Queen Elizabeth II bid farewell to her late husband, Prince Philip, at a royal funeral restricted by coronavirus rules.
The Duke of Edinburgh, who died at age 99 on April 9, was buried in the Royal Tunnel at St George’s Chapel in Windsor Castle after a 50-minute ceremony attended by just 30 guests. .
The queen, 94, was seen for the first time since his death, cutting a solitary figure, sitting in a mourning suit, with a black trimmed white mask.
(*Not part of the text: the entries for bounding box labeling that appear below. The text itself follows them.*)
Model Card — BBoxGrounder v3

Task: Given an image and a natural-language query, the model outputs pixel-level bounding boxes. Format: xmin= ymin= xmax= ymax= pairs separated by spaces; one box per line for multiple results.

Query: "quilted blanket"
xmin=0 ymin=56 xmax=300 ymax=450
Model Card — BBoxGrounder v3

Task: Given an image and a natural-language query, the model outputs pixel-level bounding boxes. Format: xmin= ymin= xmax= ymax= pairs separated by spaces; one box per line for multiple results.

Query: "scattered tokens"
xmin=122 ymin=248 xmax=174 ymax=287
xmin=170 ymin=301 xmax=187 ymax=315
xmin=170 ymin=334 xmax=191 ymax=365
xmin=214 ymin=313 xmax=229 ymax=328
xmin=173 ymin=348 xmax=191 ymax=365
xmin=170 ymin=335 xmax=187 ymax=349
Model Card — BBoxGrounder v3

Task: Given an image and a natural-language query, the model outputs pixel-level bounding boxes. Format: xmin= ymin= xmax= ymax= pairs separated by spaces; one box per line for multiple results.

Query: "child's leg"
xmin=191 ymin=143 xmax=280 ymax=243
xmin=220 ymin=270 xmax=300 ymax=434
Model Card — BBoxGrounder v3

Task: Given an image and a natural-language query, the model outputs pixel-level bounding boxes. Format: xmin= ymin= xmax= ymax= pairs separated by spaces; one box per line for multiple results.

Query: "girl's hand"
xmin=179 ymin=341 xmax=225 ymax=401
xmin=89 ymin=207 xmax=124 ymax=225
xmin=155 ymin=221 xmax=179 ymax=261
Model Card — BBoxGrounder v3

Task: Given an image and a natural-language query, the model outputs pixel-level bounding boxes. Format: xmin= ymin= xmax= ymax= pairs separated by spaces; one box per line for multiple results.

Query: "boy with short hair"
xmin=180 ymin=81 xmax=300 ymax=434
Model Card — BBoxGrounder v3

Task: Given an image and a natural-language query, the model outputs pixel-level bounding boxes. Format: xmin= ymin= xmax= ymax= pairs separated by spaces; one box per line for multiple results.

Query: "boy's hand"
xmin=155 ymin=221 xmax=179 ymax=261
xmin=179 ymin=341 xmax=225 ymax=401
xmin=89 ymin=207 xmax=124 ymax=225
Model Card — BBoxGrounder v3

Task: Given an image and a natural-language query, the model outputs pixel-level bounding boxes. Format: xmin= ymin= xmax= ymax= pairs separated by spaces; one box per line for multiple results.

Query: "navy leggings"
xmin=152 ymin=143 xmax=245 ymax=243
Close family, also masked, sits away from society in the historic 15th-century Gothic chapel.
Philip, described by the royals as the “grandfather of the nation”, is Britain’s longest serving royal spouse and has been married to the queen for 73 years.
The last high-ranking royal funeral is for the queen’s mother, who died in 2002, at the age of 101.
But unlike then, when more than a million people gathered outside Westminster Abbey in central London to watch the color contest, the public was significantly absent from Saturday’s ceremony.
The coronavirus pandemic was forced to hastily revise plans that were thoroughly maneuvered for the duke’s death, codenamed “Operation Forth Bridge,” stripping public elements to prevent crowds from gathering.
Government guidelines limit the number of funerals, and a quartet perform the hymns the duke has chosen in a barren space stripped of seats.